Originally Posted by
roger wiegand
Practice, practice, practice. A good crust takes way more practice than hand cutting dovetails or carving shells. Make a pie every day for three or four years and, if you pay attention, you will get pretty good. It's all about feel and doing each step just enough, but not too much. Recipes are not terribly helpful because the dough changes with the particular batch of flour, the particular butter (if you use butter) as well as temperature and humidity. That said even a mediocre homemade crust beats the heck out of any commercial pie crust I've ever tasted.
I like a 50/50 mix of butter and crisco, cutting the crisco in until it is like very coarse sand and leaving the butter like small peas (lentils, maybe). Lard is way better if your consumers don't give you the "yuck, gross" reaction. The art is in blending in just enough water with the absolute minimum of handling. A halfway decent result can be obtained with a food processor, but only ever halfway and only if you are incredibly ginger with the amount of pulsing you give it. A hint is that if you can manipulate your dough after rolling it out without it breaking into pieces it is way over-blended, with too much water.
Apple pie is my favorite. Apple choice is critical, with some of the hard winter apples either alone or in combinations being best. Cortland is my go-to for taste, but apples like Baldwins, Northern Spy, 20 oz pippin, and Rhode Island Greenings also being great and having better texture. The Cortlands don't hold their shape very well. Blends work well. if you only have access to grocery store apples, Macs are OK. For the love of God, do not use a "Delicious" apple in a pie.

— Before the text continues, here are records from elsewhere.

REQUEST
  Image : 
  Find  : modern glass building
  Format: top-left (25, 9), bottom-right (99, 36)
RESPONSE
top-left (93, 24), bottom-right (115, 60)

The pursuit of great pie is a worthy endeavor, one which, I fear, is in great danger. I'd guess that 95% of Americans at this point have never tasted a well-made pie, and thus have no idea what the goal of pie-making is. My own pies are decidedly mediocre (not nearly enough practice), but get raves that are very embarrassing, knowing how far off the mark they still are. My grandmother, who did make a pie pretty much every day for 60 years, would tell me to go back and try again, with a lighter hand.